New beginning in her 70s and still at work
Sister Winifred Mahar of Newtown. Wellington, who is now in her eighties, began a new life as a community worker in 1973.
For many people, her record of fifty years in teaching would have seemed enough on which to retire. But Sister Winifred tackled her task with enthusiasm, and has no regrets.
“I was due to return to Sydney where I had spent many happy years teaching.” she recalls. “But it was a time of great change. A general assembly of our nuns took place at which it was decided to encourage younger members who wanted to be more involved in local affairs.
I was asked to go with them into our first community house here in Newtown."
Now, Sister Winifred is the support person for the three other sisters who are active in the community. “I mind the house, answer the phone and the correspondence, talk to the people who call in and have a hot meal ready for the others every evening. I also tend our garden," she adds, indicating a vegetable patch below the house.
“We’re here to help people." she says, "Many people come here, some of them regularly, for a chat or maybe a meal.
“One of the sisters is the counsellor at our Island Bay school, another works in a community centre in Brooklyn, and the other is starting up a drop-in centre at St Mary-of-the Angels in Boycott St.”
Sister Winifred and her group began their life in community work in one of the flats in the old Newtown Fire Station — "Quite a community in itself.”

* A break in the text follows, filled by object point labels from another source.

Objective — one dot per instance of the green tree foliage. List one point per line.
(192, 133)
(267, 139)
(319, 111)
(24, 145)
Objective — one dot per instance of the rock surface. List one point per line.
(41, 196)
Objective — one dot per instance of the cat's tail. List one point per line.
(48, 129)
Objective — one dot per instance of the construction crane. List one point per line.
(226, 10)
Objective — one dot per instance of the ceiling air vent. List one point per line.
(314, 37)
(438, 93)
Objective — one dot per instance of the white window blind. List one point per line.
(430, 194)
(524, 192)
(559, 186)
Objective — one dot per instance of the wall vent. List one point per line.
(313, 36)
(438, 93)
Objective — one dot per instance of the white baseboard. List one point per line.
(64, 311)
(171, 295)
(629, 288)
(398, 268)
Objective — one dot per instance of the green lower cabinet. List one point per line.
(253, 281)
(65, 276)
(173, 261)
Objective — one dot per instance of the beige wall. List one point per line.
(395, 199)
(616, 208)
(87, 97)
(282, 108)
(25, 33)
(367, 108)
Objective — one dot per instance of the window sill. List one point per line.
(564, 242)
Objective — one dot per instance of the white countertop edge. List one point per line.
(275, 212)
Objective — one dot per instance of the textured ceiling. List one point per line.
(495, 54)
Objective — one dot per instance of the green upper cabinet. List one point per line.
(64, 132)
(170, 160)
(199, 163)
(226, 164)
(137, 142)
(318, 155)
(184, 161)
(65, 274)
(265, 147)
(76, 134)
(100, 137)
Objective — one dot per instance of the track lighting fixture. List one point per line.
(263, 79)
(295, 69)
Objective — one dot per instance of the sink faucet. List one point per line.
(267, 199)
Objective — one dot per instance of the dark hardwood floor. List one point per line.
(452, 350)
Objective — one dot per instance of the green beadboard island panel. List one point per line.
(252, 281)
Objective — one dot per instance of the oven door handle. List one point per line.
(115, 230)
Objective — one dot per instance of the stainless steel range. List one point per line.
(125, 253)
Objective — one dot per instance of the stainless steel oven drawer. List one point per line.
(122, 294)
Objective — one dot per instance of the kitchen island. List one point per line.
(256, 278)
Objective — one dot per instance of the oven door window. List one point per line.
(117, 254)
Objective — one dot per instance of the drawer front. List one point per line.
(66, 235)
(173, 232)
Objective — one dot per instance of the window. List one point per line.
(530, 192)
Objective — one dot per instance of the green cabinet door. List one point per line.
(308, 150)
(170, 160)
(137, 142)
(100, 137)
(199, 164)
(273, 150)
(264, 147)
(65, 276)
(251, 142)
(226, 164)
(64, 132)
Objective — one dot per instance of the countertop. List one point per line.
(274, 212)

“We helped the families as much as we could. I used to look after the youngest of a family of eight while the mother went to work ... she followed me everywhere.” The Newtown Citizen’s Advice Bureau was begun at
that time, and Sister remembers the conditions they had to work in.
“We began in a very dilapidated old place next’to the adventure playground. Eventually it became impossible to run the C.A.B. there because of the kids and the lack of space and we moved to a room by the library until the new community centre was established in the old church in Colombo St.
“We used to hold weekly meetings on such topics as alcoholism and most of the' helpers did some training. I went to a course in community service at Polytech — listening skills, social resources in the community and so on. There were ten units over two years — very useful.”
Sister Winifred spent an afternoon at the C.A.B. every week until two years ago. “I think it’s very worthwhile: there are lots of sisters doing this kind of work, now who were formerly teaching. In the old days, you know,” she adds, “we all had to be teachers even if we-weren’t suited to it.
“We were perhaps one of the first enclosed orders of nuns to get out into the community — a lot of people found that very hard to accept at the time." Through their contacts at the bureau and the parish, the sisters also get to know of and visit the old. the sick and the lonely in the neighbourhood. “There's not so much contact with young people now, but in the early seventies there were a lot of young people wandering around the country.
"They would come and talk themselves out until the small hours.
“We used to have spare rooms too, for people who had just come out of hospital, to give them a chance to adjust to normal life again, but there isn't enough space now five of us are living here."
Would Sister, rather have gone back to Sydney in 1973 after leaving her last teaching position in the order's Christchurch school? “When they asked me to help start our work in the
community, I said I will if you want me to, and I certainly have no regrets. I am very glad, to have found this second vocation. But I would have found something to do over there too — I
certainly wouldn't have sat back and done nothing." And what of the future? “We live until we die, don't we?" says Sister Winifred. "I hope to keep going, if the Lord gives me strength."